Tuesday, March 9, 2010

Do you ever wonder?

                  Do you ever wonder how you get sucked into that movie that you "swore" you'd never watch?  I got sucked into the Discover channel's movie "The Flight that fought back."  I try to avoid all the September 11th things.  It just hurts to much to watch.  I believe I am like many people who lost a friend that day.  Unfortunately with 9-11 stuff, it always comes unexpectedly and I never seem prepared for the wave of emotions.  I lost my friend's Rahma Salie.  Both Rahma and her husband Mikey Thodoridis and their unborn child were on American Airlines Flight #11 from Boston.  It was the first flight to hit the towers.  That is one thing that slightly consoles me.  Before 9-11, we were so conditioned to just "play along" with terrorist and let their demands be met, that I don't think that she could have fully known what was going to happen.  I am grateful that Mikey was with her so that she was not alone, but saddened that they both had to die.
      This was the first time I had re-seen the most of the footage that we watched on that horrible day.  It was hard to not watch.  It is just as horrible the second time as the first, except that when I watched the towers swaying the first time, I kept thinking that the people inside them must have had more than enough time to evacuate and that there would not be that many people who died.  Boy was I wrong.   I remember thinking at first that with one plane, it must be a tragic accident, with two planes something must be wrong with our flight communications system, but I became increasingly aware that this was not normal and something was seriously wrong.  By the time I heard the early reports about the Pentagon, I knew something was seriously wrong.
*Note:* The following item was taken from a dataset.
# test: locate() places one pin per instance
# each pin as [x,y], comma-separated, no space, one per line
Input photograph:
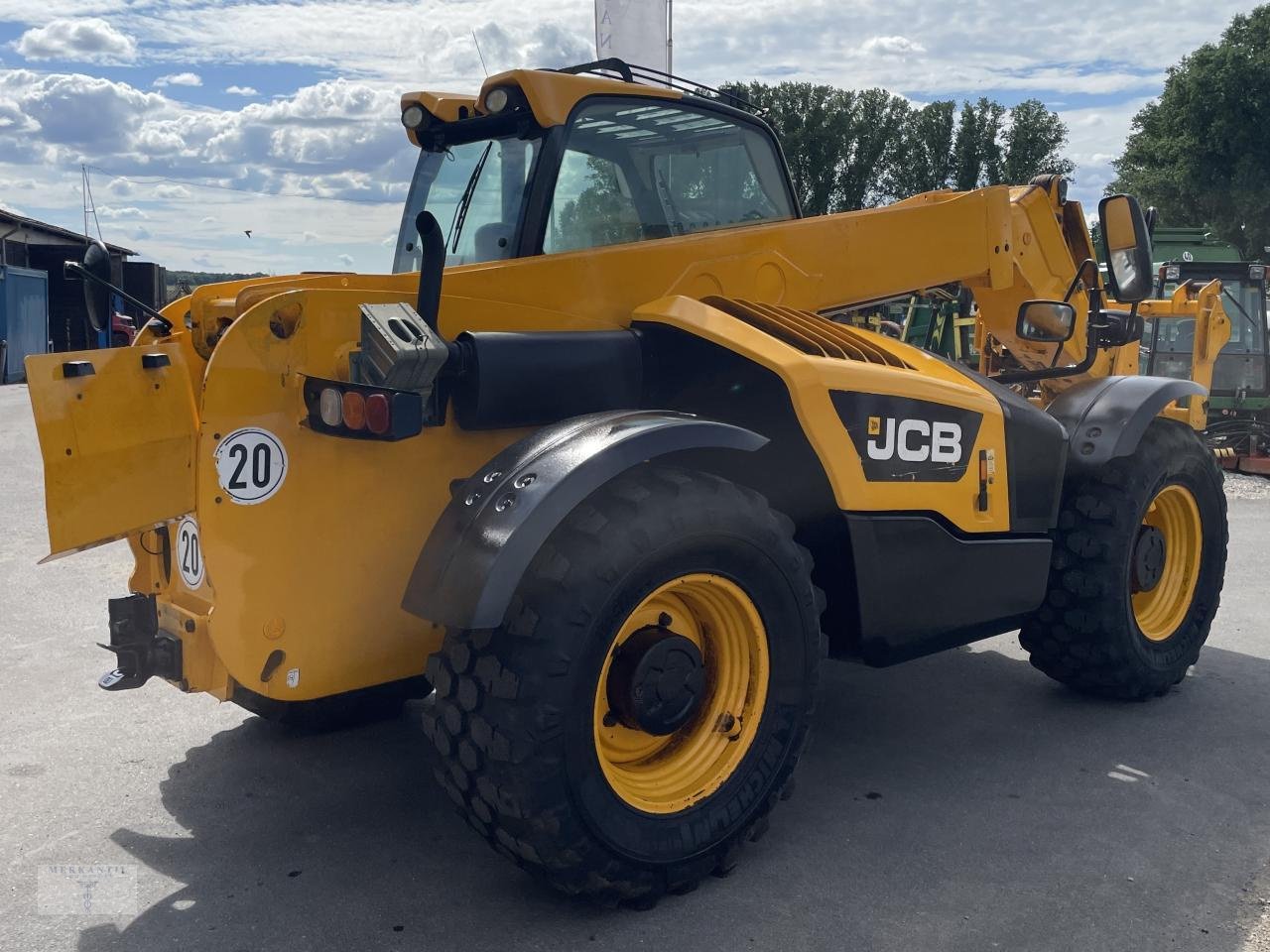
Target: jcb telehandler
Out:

     I am sure everyone remembers how they heard the news.  I got a phone call from my friend Alicia who was late for a play date for our daughters.  She told me to turn on the TV.  The fact that it was Alicia always gets me saddened again, because not quite two years later her husband Peter died in a Navy training operation.  It is odd how the memories of two lost friends are just jumbled together.
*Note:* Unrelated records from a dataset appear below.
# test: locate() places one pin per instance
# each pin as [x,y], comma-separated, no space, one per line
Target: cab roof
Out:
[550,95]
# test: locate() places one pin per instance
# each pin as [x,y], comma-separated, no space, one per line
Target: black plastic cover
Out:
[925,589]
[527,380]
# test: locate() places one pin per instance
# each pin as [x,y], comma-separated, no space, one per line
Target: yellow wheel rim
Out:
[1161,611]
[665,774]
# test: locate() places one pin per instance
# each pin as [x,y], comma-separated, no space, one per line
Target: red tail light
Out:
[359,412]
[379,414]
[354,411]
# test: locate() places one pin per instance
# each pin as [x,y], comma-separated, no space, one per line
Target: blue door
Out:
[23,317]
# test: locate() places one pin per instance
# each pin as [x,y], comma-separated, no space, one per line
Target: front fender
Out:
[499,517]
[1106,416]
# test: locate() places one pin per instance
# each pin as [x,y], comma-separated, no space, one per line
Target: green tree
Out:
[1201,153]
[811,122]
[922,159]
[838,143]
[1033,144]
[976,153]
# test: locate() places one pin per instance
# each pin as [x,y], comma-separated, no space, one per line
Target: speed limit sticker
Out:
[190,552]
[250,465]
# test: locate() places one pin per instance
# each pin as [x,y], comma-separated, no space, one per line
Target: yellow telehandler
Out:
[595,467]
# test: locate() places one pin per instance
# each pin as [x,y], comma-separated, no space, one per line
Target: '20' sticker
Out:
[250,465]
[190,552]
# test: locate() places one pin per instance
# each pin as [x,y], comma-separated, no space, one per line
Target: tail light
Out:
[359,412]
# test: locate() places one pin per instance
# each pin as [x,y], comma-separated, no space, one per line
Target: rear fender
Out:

        Anyway, I watched the movie and was crying the entire time.  The tragedy of the day and the lingering affects are just devastating.   I have not been able to bring myself to go to New York City, but I know one day I will.  I just have to be ready.  Here it is 8 1/2 years later and I am still not ready.  I am not ready to fully say goodbye.   As for the movie, I have my doubts as to whether the flight was shot down vs crashed by the terrorists while under attack.  I am sure that the American spirit must have provoked the passengers to fight back.  Americans are too fiercely independent to not start fighting back, but I also know for certain our government would NEVER release information about the military shooting down a civilian passenger plane.  It is much easier to have a plane full of heros than soldiers who were responsible for the deaths of American civilians.  I don't think it matters anyway, their tragic deaths were the responsibility of terrorists, no matter why the plane actually crashed.  
      So for Rahma, Mikey and your baby, I hope that you are safe with God, while the rest of us continue our journey here on earth.